"We don't know if there is a problem. We can't compare ourselves to any other areas without knowing their prescribing rates."
The best way to deal with the issue was to examine it further.
"We are interested in getting a primary and secondary [health] group to look at whether opiates are being prescribed appropriately."
Some unusual figures had been included in the data, he said.
For example, there were only 90 people on the methadone programme but 21,000 dispenses of methadone.
He expected the amount of palliative care in Wairarapa to affect some of the morphine dispensing rate figures.
"We will have a slightly higher opiate use."
The figures show during 2013 almost 900 Wairarapa people were dispensed morphine once or more, 407 people dispensed oxycodone, and 111 fentanyl.
Opioids are highly effective in managing pain but also the class of medicine most commonly implicated in patient harm.

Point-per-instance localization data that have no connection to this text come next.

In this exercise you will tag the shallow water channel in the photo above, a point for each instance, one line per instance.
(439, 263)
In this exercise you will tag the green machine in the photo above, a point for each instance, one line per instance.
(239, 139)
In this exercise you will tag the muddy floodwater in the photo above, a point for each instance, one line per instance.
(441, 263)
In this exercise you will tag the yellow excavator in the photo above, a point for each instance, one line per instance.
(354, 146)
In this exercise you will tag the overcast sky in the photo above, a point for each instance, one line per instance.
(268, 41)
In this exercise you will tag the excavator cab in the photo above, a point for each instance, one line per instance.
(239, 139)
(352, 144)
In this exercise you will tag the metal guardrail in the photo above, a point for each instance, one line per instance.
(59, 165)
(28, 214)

The commission's opioid expert advisory group chairman, Alan Davis, said the wide variation between district health boards' dispensing rates was a cue for clinicians to closely look at how they prescribed the medications.
"It may be a patient who's had an operation doesn't actually need strong opioids once they leave hospital but they've been given them anyway," Dr Davis said.
"It may be appropriate they change at that stage to weaker-strength painkillers.
"Maybe they could get by without painkillers at all, there might be lifestyle strategies to help them manage discomfort.
"Of course, it may also be the prescription is completely appropriate as it is," he said.